Sözümona kitabın tüm doküman ve nüshalarına CMK 121, 122, 123/2 124, 127 uyarınca el koyuyor.

Ülkenin başbakanı daha 10 gün önce "Bizim dönemimizde hangi gazetenin manşetine karışıldı" diyerek, ülkede herkesin gözünün içine baka baka yalan söylerken, bir yandan da "Türkiye'de gazeteci kisvesi altında ne tür kirli oyunlar oynandığını, medyanın terör örgütlerine nasıl değirmen altından kirli su taşıdıklarını görmelerini istiyorum." diyerek, yargı süreci devam eden bir dava sonuçlanmadan bazı gazetecileri terör örgütlerine yardım ettiğini savunuyor.

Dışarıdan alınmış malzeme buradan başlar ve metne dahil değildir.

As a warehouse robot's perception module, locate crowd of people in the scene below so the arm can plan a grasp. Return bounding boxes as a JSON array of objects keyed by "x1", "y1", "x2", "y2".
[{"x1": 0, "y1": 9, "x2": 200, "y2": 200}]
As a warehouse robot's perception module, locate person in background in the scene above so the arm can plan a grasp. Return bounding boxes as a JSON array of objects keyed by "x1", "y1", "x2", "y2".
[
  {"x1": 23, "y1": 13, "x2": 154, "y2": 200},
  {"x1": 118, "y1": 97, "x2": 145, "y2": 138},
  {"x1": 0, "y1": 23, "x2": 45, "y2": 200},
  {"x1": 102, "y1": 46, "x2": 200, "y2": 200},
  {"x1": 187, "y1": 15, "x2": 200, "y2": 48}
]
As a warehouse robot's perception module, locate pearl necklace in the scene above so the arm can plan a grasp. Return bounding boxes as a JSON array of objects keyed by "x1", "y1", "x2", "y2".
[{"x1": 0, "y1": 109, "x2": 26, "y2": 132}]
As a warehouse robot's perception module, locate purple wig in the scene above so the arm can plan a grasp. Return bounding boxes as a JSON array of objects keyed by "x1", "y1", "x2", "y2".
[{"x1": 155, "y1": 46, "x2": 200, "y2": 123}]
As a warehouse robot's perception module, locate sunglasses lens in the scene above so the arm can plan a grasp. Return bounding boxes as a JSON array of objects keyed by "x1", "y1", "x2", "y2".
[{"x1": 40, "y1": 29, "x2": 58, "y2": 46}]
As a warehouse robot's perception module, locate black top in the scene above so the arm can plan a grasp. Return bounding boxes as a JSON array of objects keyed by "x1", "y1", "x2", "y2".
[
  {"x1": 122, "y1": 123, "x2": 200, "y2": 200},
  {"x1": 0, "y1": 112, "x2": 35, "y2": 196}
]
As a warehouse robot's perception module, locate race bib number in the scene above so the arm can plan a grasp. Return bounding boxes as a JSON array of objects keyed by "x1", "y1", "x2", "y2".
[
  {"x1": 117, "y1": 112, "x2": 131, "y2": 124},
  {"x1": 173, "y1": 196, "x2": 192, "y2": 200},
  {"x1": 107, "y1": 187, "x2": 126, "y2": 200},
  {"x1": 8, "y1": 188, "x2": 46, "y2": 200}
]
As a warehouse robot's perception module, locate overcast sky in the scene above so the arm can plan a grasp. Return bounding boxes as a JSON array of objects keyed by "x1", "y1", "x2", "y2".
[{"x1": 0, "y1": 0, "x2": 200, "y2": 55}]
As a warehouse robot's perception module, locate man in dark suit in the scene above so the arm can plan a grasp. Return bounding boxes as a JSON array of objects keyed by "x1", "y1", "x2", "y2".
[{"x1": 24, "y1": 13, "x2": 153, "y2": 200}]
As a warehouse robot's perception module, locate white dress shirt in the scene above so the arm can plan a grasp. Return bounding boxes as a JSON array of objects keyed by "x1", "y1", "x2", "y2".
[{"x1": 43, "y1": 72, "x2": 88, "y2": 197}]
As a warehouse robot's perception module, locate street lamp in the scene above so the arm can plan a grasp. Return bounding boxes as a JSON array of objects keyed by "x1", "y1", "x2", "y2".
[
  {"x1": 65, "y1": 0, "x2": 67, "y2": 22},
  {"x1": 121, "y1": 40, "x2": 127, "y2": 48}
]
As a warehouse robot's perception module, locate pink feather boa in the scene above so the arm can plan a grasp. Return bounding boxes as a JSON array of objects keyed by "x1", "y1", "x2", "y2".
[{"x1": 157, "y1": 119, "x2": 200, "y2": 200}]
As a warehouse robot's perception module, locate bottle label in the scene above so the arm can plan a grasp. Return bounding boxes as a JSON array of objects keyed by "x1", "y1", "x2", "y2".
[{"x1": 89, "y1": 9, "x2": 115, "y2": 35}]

Darbelerle hesaplaştıklarını söyleyenler; yaklaşık 5 yıldan bu yana kendi sivil darbelerini planlamakta ve uygulamaktadır. İşin garibi bu ülkede, kendine sosyalist, aydın diyen birtakım çevrelerin de bu darbeyi bilinçli ya da bilinçsiz desteklemektedir.

Kitapların yakıldığı dönemlerin geçtiğini düşünüyorduk oysa kitaplar basılmadan suçlu duruma gelmiş ve devlet tarafından imha edilir hale gelmiştir.

Gazeteciler, birer birer terör örgütü üyesi olmakla suçlanıp, ülke için tehdit oluşturma suçlamasıyla karşı karşıya ve tutuklanmaktadır.

İktidar karşıtı milletvekilleri, alanlarda gaz bombaları, basınçlı sularla püskürtülmektedir.

Ülkede her türden muhalif ses, polis ve devlet baskısıyla dayak, gözaltı ve tutuklamalarla karşı karşıya gelmektedir.

Üniversiteli gençler, sadece pankart açtıkları için haklarında yıllarca hapis istemiyle dava açılmakta ve hapishane köşelerine terk edilmektedir.

Ve biz bu olan biten her şeyi sıradanlaştırıp, hayatımıza devam etmekteyiz.

Aslında şu tüm olan bitene en iyi örnek, bugün gazetesine baskın düzenlenen, arkadaşının kendisine verdiği kitabın nüshalarını vermediği taktirde "Terör örgütüne yardım ve yataklık" suçundan hakkında işlem başlatılacağı söylenen Ertuğrul Mavioğlu'dur.

Ne demişti Ertuğrul Mavioğlu bundan birkaç yıl önce; "Türkiye Ergenekon davasıyla bağırsaklarını temizliyor."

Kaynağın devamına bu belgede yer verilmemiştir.